Parallèlement, des savants formulent l’hypothèse : et si tout était à portée d’un savoir empirique et codifiable ? Affleurent les pensées matérialistes et humanistes, les humeurs cartésiennes ; la vie éternelle en prend un coup, dieu se minusculise. C’est pas bon pour la guerre totale. Ni pour la cité accumulative. Il faut trouver un nouveau carburant narratif pour que tout change sans que rien ne change. Il sera celui de l’homme amendable et améliorable. De la Raison dominante. Par-delà le changement de peau, l’obsession organique demeure : il s’agit de neutraliser ces affects qui « seraient la bave du monde, qui contamineraient la seule perspective qui vaille : l’accumulation de connaissances universelles comme moyen d’atteindre le point de perfectionnement de l’espèce, point que l’on devine abstrait, mais que l’on croit résolutoire ». La Modernité est en marche. Paradoxalement, elle accouche d’une nouvelle religion : celle du Travail. Car les pulsions de mort jamais ne se taisent, c’est là un cycle infernal. L’histoire humaine n’est qu’un va-et-vient de boucles rétroactives. Comme la vie angoissée sourd irrémédiablement, le pouvoir sans cesse ajuste ses filets de capture. Les corps sont à présent enfermés dans des « espaces d’usinages collectifs et disciplinés ». On les astreint, on les épuise, on les machine, l’idée étant d’assécher leur terreau existentiel et anxiolytique ; plus tard on les divertira tout autant, et on les machinera d’autant plus : « De la fatigue découle un amollissement de la faculté d’abstraire – principe qui renforce notablement le projet civilisationnel de l’espèce. »

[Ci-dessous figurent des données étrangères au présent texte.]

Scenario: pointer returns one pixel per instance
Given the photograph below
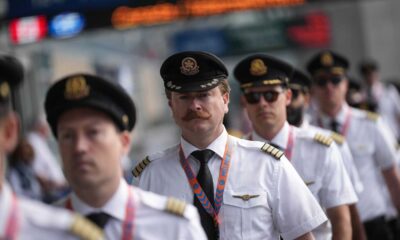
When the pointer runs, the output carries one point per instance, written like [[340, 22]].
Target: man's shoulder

Un lac inconnu enjambe les millénaires (d)échus et bien plus loin encore. Puisque vaincre l’angoisse de mort est aussi efficace que remplir le tonneau des Danaïdes, alors les plus barrés de l’espèce proposeront de vaincre la mort elle-même. Plus c’est gros, plus ça passe. Les aspirants immortels auront leurs cohortes de suiveurs et de publicitaires. Maçons exaltés de métaphysique prêts à empiler leurs parpaings quantiques et à graver leur mou neurologique sur le dur d’un disque virtuel. Détruisant la mort, ils auront détruit la vie. Le peu qu’il nous reste s’éprouvera avec des appendices de synthèse. « Dans l’apocalypse, le prothétique deviendra prophétique, et l’affaire sera entendue. »
Si l’atterrissage est rude, on se console : à défaut d’échappée, la chute sous « chair de lune » fut belle.